Sfida per la coesistenza tra Stati Uniti e Cina

Stati Uniti e Cina hanno una sola via d’uscita: la coesistenza pacifica. Una sfida difficile per Washington e Pechino.

La visita in Cina del segretario di Stato Usa Anthony Blinken arriva cinque mesi dopo che le due superpotenze economiche hanno sfiorato la rottura delle relazioni diplomatiche. Il viaggio di Blinken era stato sospeso a seguito dell’abbattimento nei cieli americani di un pallone spia cinese. Pechino aveva spiegato che si trattava di uno strumento per il monitoraggio meteorologico del tempo. Washington per tutta risposta ha dato ordine ai suoi caccia di distruggerlo.

La visita di Blinken ha previsto incontri con i più alti funzionari dello Stato cinese. Ha incontrato il presidente Xi Jinping nella Grande Sala del Popolo, il palazzo in piazza Tienanmen di solito riservato ai ricevimenti per i capi di Stato. I due leader hanno concordato sulla necessità di lavorare su un terreno condiviso. Xi ha incontrato lo scorso 16 giugno il fondatore di Microsoft Bill Gates. Le due superpotenze hanno una lunga lista di temi su cui confrontarsi, questioni che creano disaccordi ma anche potenziale cooperazione.

Ciò che è importante della visita di Blinken è la volontà di Usa e Cina di mettersi alla prova nel nuovo mondo multipolare. Gli Stati Uniti devono accettare il fatto di non avere più la leadership unica come nel dopo Guerra Fredda. Il nuovo equilibrio mondiale va oltre il bipolarismo o il monopolarismo. Siamo al tempo del multipolarismo e la sfida è di bilanciare le diverse culture che questo nuovo sistema internazionale esprime.

La Cina è un player fondamentale del quale occorre tenere sempre conto. Così come l’India. Seguono a ruota anche il Brasile e il Sudafrica. Questi Paesi, riuniti nei cosiddetti Brics insieme alla Russia, sono l’ossatura di un nuovo modello alternativo a quello occidentale. Un modello che propone un ordine economico internazionale diverso. Un modello che ha schemi istituzionali diversi. Un modello che guarda a forme di governance autocratiche, lontane dai nostri sistemi e valori democratici. Un modello che attrae Stati come l’Egitto e l’Uganda, oltre a a qualche decina di altri Paesi del sud del mondo.

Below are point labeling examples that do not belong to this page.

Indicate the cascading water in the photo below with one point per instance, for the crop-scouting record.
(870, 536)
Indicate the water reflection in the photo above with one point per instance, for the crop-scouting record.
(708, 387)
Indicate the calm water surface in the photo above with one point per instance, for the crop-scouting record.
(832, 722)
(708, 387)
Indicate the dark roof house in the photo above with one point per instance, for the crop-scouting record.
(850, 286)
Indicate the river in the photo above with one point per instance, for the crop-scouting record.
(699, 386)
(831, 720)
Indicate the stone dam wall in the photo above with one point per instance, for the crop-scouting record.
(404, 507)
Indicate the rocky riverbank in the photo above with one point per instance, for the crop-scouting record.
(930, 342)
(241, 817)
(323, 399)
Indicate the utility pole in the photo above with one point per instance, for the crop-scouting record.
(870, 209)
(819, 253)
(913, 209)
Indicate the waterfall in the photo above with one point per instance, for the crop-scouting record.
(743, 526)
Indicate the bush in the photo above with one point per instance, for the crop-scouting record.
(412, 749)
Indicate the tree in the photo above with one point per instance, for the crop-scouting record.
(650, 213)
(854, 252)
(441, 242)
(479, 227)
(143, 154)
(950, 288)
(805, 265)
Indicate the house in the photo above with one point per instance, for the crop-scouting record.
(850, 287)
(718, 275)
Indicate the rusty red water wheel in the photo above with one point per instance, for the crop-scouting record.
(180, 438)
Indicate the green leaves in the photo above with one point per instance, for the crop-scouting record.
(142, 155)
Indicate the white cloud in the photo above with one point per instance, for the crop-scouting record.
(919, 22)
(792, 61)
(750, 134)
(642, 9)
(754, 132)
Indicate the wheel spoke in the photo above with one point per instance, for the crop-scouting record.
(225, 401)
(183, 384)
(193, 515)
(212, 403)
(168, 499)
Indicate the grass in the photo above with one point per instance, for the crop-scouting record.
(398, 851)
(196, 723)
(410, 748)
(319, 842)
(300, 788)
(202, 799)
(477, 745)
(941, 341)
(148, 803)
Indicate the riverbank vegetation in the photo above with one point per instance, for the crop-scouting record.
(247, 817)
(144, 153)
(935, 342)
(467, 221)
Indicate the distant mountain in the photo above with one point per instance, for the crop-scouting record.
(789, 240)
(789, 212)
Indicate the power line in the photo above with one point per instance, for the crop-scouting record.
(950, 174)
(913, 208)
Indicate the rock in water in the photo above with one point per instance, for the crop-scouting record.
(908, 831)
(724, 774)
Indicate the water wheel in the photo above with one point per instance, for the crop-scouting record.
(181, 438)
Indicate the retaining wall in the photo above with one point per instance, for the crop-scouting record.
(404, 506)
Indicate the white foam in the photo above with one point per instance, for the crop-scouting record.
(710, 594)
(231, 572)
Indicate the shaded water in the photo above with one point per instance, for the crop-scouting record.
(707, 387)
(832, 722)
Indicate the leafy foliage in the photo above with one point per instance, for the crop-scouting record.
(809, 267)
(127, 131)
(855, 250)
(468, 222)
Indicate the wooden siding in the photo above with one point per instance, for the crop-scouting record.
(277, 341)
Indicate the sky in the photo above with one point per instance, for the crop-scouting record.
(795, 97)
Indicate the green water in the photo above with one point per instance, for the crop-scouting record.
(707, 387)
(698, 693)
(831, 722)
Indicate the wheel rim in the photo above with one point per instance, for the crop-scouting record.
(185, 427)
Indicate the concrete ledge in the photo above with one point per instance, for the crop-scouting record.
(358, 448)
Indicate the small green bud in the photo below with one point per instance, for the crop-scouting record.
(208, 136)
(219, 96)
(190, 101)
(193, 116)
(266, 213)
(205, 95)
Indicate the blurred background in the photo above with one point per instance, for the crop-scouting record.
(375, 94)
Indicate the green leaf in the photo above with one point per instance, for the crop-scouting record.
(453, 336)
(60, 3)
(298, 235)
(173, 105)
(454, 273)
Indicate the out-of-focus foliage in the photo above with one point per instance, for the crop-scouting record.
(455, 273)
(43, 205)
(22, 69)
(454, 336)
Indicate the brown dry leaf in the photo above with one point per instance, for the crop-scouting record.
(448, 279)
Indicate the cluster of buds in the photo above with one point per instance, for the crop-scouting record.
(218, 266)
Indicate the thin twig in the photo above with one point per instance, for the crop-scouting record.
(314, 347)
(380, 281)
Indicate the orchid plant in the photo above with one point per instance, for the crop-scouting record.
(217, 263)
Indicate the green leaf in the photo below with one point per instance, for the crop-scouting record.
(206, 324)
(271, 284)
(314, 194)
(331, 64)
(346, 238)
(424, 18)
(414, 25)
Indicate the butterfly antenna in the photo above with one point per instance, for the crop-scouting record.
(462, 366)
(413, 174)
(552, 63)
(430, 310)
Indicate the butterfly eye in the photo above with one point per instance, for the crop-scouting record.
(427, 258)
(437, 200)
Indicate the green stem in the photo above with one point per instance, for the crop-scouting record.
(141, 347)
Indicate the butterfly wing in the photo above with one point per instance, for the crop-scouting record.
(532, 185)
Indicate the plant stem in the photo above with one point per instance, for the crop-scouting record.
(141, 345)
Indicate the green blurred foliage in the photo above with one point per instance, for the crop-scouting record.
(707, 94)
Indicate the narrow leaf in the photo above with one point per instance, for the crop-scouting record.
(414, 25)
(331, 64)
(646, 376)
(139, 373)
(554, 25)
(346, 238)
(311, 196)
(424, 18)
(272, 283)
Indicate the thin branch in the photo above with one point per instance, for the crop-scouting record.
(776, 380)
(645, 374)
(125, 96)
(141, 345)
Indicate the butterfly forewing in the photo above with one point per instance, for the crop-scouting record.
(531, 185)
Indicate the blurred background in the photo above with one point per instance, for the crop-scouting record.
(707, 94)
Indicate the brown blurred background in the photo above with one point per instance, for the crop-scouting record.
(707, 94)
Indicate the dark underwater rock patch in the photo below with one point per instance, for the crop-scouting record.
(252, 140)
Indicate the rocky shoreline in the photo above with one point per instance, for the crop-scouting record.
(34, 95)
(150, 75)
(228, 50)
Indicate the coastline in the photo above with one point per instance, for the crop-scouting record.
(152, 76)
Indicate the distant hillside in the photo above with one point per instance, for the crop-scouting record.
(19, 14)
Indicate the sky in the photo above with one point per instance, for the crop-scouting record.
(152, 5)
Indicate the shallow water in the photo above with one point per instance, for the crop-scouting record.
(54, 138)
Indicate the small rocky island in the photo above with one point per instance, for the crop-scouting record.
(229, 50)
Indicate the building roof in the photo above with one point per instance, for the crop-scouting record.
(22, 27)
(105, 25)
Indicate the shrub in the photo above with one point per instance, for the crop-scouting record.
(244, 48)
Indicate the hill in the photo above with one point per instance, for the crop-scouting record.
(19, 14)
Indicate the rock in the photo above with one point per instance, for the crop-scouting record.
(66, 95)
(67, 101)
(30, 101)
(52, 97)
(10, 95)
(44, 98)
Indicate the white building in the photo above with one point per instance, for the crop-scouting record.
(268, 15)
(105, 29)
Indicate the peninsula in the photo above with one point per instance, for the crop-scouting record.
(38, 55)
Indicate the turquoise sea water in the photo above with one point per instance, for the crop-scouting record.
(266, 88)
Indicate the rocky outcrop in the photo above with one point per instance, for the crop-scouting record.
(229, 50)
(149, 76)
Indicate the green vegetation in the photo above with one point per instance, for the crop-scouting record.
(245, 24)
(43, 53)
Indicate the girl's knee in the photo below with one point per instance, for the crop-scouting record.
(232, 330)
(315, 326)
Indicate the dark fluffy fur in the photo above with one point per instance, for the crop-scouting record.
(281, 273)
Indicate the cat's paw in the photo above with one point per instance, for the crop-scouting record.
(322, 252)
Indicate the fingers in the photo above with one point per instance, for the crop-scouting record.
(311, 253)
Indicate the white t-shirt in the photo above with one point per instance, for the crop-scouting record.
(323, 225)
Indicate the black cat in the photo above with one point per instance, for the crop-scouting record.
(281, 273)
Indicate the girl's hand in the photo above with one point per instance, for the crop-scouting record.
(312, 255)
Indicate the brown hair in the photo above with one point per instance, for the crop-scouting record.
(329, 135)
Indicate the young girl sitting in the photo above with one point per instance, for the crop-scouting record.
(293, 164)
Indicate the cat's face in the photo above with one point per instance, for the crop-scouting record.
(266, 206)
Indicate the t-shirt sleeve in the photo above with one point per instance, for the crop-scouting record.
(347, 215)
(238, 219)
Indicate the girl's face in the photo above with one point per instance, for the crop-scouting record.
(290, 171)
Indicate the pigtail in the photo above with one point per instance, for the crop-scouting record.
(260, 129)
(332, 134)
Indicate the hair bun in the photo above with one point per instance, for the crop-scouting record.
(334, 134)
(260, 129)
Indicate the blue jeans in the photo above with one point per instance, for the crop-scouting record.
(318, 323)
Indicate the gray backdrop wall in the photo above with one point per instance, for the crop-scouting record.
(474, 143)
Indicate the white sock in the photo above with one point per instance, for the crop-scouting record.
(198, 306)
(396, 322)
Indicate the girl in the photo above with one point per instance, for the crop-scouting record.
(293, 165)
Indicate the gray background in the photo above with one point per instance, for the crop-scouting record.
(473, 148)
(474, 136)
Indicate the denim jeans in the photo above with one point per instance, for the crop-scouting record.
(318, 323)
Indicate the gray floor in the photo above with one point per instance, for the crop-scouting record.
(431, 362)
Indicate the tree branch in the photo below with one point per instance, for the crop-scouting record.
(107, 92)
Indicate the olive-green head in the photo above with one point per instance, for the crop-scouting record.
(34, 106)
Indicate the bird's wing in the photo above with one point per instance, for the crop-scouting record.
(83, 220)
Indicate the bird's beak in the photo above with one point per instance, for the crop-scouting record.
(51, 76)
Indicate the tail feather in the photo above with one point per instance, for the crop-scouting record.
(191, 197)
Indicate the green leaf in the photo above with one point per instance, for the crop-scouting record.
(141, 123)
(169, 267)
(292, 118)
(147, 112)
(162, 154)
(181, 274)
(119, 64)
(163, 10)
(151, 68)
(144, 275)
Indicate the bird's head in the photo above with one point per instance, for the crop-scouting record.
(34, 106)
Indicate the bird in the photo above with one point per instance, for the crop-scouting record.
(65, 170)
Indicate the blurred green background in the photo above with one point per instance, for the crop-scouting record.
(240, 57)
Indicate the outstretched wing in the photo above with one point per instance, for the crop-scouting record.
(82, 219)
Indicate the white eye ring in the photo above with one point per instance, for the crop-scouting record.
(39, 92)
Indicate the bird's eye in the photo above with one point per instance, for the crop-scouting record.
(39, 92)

L’esportazione della democrazia, fatta con le armi come nell’intervento in Iraq del 2003, ha dunque fallito. L’esistenza di questo nuovo blocco in via di formazione ne è la prova. La democrazia si esporta con l’esempio dei propri valori e non con il ricorso ai caccia bombardieri e all’invasione. Forse è proprio qui che la democrazia ha perso la sua sfida storica: con la supponenza e la pretesa di avere una propria superiorità morale rispetto ad altre culture diverse.

Le grandi speranze, per citare Charles Dickens, sono così quelle che dall’incontro di Blinken a Pechino nasca una coesistenza pacifica in versione 21° secolo. Certo non siamo ai tempi della Guerra Fredda, non c’è Krusciov e Kennedy, neppure Nixon e Breznev. E il mondo è multipolare, quindi più difficile da gestire. Azzardando un paragone storico, pur in considerazione delle ovvie differenze temporali, lo scenario internazionale attuale assomiglia molto a quello dell’Europa bismarkiana.

John King Fairbank, professore di Harvard negli anni ’60, è stato un precursore degli studi sulla Cina contemporanea. Fairbank riteneva che la politica estera cinese si fondava su tre principi chiave. Il primo è la rivendicazione della supremazia cinese nella regione. Il secondo è il riconoscimento e il rispetto della superiorità della Cina da parte dei paesi vicini. Il terzo è di usare la propria superiorità per organizzare una coesistenza armoniosa con i propri vicini. Fairbank lo scrive nel suo articolo “China’s Foreign Policy in Historical Perspective” su Foreign Affairs n. 3 del 1969 e citato dallo storico Graham Allison nel suo libro “Destinati alla Guerra” (Fazi Editore, Roma 2017, pg 185).

Questa analisi della politica estera cinese è ancora attuale e al Dipartimento di Stato devono tenerne conto. Fanno da sfondo anche le parole di un altro grande studioso americano. Si tratta di Thomas R. Adam, professore di Scienza Politica alla New York University: “Non possiamo dare per scontato che l’Asia debba continuare per sempre a essere incapace di intervenire nei nostri (americani n.d.r.) affari”. E’ ancora uno studio del 1967 (Western Interests in the Pacific Realm, Random House, New York 1967) che Noam Chomsky cita nel suo libro “I Nuovi Mandarini”, Einaudi 1969.  Parole di grande attualità, nonostante siano state scritte da più di cinquant’anni.